Who Remembers Using One of These?

Warning:  You will be dating yourself!

mimeograph machine

The stencil duplicator or mimeograph machine (often abbreviated to mimeo) is a low-cost printing press that works by forcing ink through a stencil onto paper. The mimeograph process should not be confused with the spirit duplicator process.

Mimeographs, along with spirit duplicators and hectographs, were a common technology in printing small quantities, as in office work, classroom materials, and church bulletins. Early fanzines were printed in this technology, because it was widespread and cheap. In the late 1960s, mimeographs, spirit duplicators, and hectographs began to be gradually displaced by photocopying and offset printing.
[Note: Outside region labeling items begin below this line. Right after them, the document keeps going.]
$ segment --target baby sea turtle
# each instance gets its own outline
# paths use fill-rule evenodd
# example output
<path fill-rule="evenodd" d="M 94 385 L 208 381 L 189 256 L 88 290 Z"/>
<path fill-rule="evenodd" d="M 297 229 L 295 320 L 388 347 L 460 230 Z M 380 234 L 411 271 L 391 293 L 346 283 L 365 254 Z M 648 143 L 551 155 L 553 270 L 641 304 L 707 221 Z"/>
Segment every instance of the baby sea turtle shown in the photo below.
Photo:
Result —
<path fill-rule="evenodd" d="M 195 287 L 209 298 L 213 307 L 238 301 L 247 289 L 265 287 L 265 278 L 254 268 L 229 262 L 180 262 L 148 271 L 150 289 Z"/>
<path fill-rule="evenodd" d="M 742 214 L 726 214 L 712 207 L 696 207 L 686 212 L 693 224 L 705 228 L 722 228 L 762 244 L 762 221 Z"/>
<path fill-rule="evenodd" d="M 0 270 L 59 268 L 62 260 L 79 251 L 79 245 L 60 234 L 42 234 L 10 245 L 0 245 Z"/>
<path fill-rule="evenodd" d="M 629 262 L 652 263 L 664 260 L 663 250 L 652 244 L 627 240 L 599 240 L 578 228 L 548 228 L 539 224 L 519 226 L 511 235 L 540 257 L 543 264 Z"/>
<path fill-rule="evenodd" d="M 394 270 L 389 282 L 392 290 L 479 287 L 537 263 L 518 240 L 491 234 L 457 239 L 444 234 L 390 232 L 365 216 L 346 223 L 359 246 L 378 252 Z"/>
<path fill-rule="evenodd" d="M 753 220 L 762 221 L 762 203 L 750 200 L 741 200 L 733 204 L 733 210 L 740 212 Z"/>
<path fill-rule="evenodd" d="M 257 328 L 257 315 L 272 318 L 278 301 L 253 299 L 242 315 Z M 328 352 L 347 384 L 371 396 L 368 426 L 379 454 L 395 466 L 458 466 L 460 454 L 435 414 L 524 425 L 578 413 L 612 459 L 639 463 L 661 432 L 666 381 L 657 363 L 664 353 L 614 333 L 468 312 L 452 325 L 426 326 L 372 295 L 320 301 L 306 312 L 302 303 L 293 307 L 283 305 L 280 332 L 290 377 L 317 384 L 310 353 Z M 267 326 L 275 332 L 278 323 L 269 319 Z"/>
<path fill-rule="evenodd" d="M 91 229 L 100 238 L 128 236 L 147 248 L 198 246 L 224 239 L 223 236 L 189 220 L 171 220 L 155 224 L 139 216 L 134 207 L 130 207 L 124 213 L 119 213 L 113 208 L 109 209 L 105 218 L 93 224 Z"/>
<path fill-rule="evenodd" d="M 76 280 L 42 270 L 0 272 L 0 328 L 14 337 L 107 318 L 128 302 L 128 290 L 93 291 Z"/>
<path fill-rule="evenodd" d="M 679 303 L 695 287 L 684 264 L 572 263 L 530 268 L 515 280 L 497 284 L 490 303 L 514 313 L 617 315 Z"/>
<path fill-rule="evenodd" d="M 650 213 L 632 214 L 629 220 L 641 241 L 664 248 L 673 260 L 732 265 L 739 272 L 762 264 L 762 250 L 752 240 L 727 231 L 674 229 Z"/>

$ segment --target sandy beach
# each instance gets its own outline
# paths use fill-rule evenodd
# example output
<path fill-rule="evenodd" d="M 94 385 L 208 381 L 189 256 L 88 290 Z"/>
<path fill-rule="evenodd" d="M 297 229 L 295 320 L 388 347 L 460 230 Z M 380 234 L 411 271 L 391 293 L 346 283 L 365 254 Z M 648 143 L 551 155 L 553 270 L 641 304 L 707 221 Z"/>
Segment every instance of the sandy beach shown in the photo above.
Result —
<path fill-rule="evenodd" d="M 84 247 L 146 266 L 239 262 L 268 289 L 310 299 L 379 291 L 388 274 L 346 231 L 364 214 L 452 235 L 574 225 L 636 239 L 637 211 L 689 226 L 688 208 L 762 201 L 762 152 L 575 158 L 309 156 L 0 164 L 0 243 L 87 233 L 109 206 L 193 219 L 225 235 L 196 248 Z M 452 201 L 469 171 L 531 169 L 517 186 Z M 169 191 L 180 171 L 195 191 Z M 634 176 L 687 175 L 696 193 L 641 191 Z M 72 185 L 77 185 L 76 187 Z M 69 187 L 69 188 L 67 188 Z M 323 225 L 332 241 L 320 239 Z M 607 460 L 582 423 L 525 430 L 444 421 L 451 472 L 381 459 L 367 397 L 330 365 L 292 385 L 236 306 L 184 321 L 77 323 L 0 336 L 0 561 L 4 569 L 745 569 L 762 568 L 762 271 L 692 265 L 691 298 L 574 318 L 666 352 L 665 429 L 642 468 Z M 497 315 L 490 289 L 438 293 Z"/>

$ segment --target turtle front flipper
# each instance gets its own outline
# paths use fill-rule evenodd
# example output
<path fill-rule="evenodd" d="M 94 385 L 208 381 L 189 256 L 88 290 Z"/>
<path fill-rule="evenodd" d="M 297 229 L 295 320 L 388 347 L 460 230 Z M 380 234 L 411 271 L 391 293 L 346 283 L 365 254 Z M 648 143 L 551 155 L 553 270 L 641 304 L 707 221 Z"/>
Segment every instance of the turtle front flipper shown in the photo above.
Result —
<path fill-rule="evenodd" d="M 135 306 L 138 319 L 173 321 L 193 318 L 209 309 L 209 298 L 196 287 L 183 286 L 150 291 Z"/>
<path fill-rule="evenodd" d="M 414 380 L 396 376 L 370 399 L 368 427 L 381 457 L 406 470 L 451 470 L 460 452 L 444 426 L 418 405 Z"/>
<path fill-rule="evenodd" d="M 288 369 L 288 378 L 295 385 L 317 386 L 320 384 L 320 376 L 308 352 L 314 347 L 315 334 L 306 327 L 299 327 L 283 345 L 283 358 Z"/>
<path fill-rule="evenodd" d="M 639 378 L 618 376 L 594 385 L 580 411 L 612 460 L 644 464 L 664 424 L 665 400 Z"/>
When I was in junior high, I worked part-time in the office at Seacraft Industries (my Dad’s scuba diving business) and learned to run that mimeograph machine.  When I was really young (5 or 6), I wrote (actually printed) and published a newspaper called The Neighborhood News which covered local news in the neighborhood like new babies, puppies, someone being sick, getting a new job, or moving, etc.  My Dad would run off copies on this same machine and I would sell them to the neighbors for 5 cents.  My love of writing and sharing information started at a very early age.  This summer Dad came to visit me at the gallery and brought an edition of The Neighborhood News that he had found.  It was still in amazingly good condition.  I don’t know what I did with it.